Alain Vasselle, maire d’Oursel-Maison (250 hab., Oise), président de l’Union des maires de l’Oise, a donc écrit aux présidents d’EPCI du département pour qu’ils sollicitent les communes de leur périmètre afin qu’elles fassent remonter leurs besoins en consommation foncière sur dix ans. Objectif : arriver à la prochaine conférence des SCoT avec un état des lieux précis. «Si personne ne bouge, c’est la région qui décidera à travers le Sraddet », justifie-t-il.
Avec le risque de ne pas tenir compte des spécificités locales. Le scénario du pire étant que la conférence des SCoT ne s’autorise pas à arbitrer en se cachant derrière le Sraddet, qui lui-même se cachera derrière la conférence. Avec finalement une réduction de 50 % sans nuance. «Les régions sont conscientes que le sujet est explosif politiquement, reconnaît Jules Nyssen, délégué général de Régions de France. Il faudra être certain que s’il y a un accord avec le SCoT, il y a aussi un consensus à l’échelon dessous ». Car cet édifice doit se traduire dans les PLU-i.
Les contraintes s’annoncent nombreuses et les arbitrages délicats. La crainte partagée par nombre d’élus ruraux est de voir leur territoire servir de «variable d’ajustement », à l’instar des élus de la Meuse qui font valoir que les travaux en région Grand Est n’abordent pas assez les enjeux du rural.
Dans l’Oise, par exemple, un site d’enfouissement des déchets demande une extension de 40 ha.

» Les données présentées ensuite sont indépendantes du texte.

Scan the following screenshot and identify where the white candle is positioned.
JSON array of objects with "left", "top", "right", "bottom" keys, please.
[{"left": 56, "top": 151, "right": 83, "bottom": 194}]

Si l’État l’accepte, la commune peut renoncer à ses projets de logement et d’équipement public. La question des projets d’envergure nationale est sensible, tel le canal Seine-Nord qui consommera 2 300 ha sur les 8 100 ha prévus par le SCoT des Hauts-de-France. La territorialisation à l’échelle d’un SCoT n’est pas toujours pertinente.
Comment réduire la mobilité pendulaire vers l’Île-de-France si les collectivités de l’Oise limitrophes ne peuvent créer des zones d’activités ? «Il faudrait une compensation de l’Île-de-France au profit de l’Oise pour les besoins qui viennent de la région parisienne », propose Alain Vasselle. Une problématique soulevée autour de la plupart des métropoles. Comment concilier obligation de construire des logements sociaux en réduisant l’artificialisation lorsque le foncier est déjà contraint ?
Enfin, le leitmotiv : les communes ayant le moins urbanisé ces dix dernières années risquent d’être pénalisées lors du calcul des 50 % d’artificialisation. «C’est la quadrature du cercle », lâche le président de l’Union des maires de l’Oise. D’autant plus que la menace de sanctions de l’État en cas de non-application de la règle plane sur les collectivités. Comment mettre toutes les chances de son côté ? Tout d’abord, en étant présent dans les instances de concertation. Où, comme le suggère Alain Vasselle, en transmettant ses propositions à l’AD. Ensuite, ces propositions doivent elles-mêmes être le plus détaillées possible.
Chaque commune doit estimer ses besoins en matière de consommation effective d’espaces (expression encore usitée jusqu’en 2031) et, à compter des dix prochaines années, en matière d’artificialisation des sols (ce qui renvoie à la question non traitée à ce jour des modalités de compensation), les justifier en fonction de critères prévus par la loi : besoin en logement social, développement des territoires ruraux, prise en compte de projets d’envergure nationale ou d’intérêt communal ou intercommunal. C’est un travail qui demande une méthodologie pas encore bien élaborée.
Avec la fin de l’extension urbaine sur les zones agricoles, il s’agit de recenser toutes les possibilités foncières : dents creuses, surélévations, réemploi et transformation, friches, nouvelles formes urbaines et architecturales, zones à renaturer, densité acceptable… Pour estimer leur potentiel foncier, les collectivités devront se livrer à un véritable travail de fourmi.
Tout ceci demande une ingénierie qui n’est pas à la portée de toutes les communes. Une circulaire du 07/01/2022 demande aux préfets « d’accompagner les élus dans la territorialisation de l’objectif ». Mais ceux-ci craignent un manque de moyen ou des pressions pour aller au-delà des objectifs. Carole Ropars rapporte ainsi le cas d’un EPCI membre d’un SCoT qui allait déjà au-delà de 50 % de réduction avant la promulgation de la loi, à laquelle l’État a pourtant demandé d’aller plus loin.
« Cela interroge totalement le projet de territoire. On parle de densification depuis longtemps. Maintenant, nous n’avons plus le choix », conclut Christian Parsy, directeur du SCoT de l’Arrageois.